[IPOL discuss] Repository of test images

Fri Mar 15 16:23:30 CET 2013

> More than a page or repository, I think this dataset should be
> published as an article, like what has already been done for a 3D scan
> dataset: http://dx.doi.org/10.5201/ipol.2011.dalmm_ps

Yes, it seem that a complete article is more useful, indeed.

> ... and aperture and lense and color balance and .... In fact, he best
> solution is to provide all the content of the meaningful original EXIF
> data. EXIF can probably be exported to a machine-readable XML file and
> a human-readable text format.

Well, for those images taken directly from the camera we have all that  
information, but some of the images might be altered before they can  
be used as test images.
For example, the images used in the denoising demos where zoomed-out  
several times to remove noise from them and therefore many of the  
characteristics of the original image are transformed. But still the  
image has been taken with some parameters that perhaps are interesting  
to say (hoping that this doesn't confure the users). The original  
camera configuration and the transformations done afterwards.

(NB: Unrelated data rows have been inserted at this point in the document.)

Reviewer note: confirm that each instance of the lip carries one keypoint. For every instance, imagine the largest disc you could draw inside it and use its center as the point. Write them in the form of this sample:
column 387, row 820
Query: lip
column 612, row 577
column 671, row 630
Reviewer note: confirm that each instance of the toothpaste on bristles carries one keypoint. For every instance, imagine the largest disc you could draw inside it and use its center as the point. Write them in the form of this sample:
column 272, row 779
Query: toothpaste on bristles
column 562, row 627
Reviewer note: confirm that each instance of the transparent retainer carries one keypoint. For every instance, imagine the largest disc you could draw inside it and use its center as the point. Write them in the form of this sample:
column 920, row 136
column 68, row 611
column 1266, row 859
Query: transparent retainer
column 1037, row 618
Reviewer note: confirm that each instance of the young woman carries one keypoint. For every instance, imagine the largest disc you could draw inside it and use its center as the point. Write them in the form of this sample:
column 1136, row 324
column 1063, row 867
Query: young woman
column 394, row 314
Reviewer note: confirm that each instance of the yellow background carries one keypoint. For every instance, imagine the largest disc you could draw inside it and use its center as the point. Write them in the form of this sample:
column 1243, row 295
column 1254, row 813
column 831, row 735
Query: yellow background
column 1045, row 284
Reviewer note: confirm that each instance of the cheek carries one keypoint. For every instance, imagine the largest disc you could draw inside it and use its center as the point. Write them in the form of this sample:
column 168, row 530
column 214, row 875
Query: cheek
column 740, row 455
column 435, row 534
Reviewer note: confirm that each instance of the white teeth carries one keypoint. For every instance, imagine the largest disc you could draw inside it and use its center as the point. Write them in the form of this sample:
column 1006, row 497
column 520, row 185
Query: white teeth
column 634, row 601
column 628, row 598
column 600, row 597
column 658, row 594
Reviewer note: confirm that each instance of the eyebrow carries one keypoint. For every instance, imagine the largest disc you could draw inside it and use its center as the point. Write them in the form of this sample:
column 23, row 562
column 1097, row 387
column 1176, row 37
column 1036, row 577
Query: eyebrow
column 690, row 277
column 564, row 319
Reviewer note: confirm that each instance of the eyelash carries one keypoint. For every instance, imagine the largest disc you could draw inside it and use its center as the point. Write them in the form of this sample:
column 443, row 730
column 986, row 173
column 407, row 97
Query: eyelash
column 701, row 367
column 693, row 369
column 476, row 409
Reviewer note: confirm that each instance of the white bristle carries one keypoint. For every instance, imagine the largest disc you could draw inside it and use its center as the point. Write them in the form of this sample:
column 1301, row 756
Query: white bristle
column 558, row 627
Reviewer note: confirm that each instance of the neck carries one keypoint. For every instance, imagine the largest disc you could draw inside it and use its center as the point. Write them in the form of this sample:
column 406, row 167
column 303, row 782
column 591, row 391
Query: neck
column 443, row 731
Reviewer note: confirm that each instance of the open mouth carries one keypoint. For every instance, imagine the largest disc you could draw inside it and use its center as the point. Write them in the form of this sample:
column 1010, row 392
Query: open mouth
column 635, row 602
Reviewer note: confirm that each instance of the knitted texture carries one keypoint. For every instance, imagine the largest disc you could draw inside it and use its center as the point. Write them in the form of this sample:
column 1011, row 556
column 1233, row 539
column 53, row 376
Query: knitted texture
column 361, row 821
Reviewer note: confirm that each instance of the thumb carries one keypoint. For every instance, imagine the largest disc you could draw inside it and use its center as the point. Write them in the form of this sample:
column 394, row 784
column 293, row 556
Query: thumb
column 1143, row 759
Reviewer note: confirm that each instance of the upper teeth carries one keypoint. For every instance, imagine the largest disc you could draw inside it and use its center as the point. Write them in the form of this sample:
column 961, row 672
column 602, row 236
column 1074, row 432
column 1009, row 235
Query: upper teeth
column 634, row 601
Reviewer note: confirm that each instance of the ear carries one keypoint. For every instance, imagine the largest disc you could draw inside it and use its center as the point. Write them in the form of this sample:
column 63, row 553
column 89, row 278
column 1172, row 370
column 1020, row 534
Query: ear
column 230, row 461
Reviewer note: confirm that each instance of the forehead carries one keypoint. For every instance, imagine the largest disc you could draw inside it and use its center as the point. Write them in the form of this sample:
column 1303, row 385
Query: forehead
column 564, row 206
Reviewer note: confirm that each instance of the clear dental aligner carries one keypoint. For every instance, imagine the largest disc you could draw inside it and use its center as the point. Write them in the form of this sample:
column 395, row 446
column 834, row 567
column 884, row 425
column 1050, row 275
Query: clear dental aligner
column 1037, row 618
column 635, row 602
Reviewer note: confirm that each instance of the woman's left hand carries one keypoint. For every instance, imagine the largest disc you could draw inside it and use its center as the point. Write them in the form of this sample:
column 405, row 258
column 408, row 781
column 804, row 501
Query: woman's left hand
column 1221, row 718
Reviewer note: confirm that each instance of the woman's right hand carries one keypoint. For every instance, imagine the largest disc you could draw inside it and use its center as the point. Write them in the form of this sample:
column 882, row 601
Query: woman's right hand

> Usually, I see both checksums used: SHA1SUM and MD5SUM, because both
> have some known weaknesses. On the other hand, these checksums
> uidentify the file, not the image. I am wondering if we could provide
> a checksum information independant from the (lossless) file format
> (PNG and TIFF for example), but still easy to use for anyone.

According to the Wikipedia "SHA-1 appears to provide greater  
resistance to attacks[citation needed], supporting the NSA’s assertion  
that the change increased the security". Anyway, we just want to use  
the hash function as a quick verification of the file, so I think it's  
enough. And it's very simple for the users to check a file. For  
example, using "shasum" in a GNU/Linux system.

If we proposed a new format to verify the contents of the file, it'd  
be more difficult for the users to verify the files. I think it should  
be very quick and straightforward: you have an input PNG image and you  
want to verify that it's exactly the same image used in IPOL. You just  
compute the checksum in your file and compare it with the expected  
value.

And if we looked at the contents, we'd come across problems like equal  
values for the intensities but different ICC color profiles and other  
ugly problems. I'd prefer a simple binary SHA1 checksum on the file  
and that's all.

> By the way, I started sonme discussions with datadryad.org, to use
> their infrastructure to store heavy datasets published in IPOL. Still
> discussing and considering the options for the moment.

The most distributed IPOL is, the better, clearly.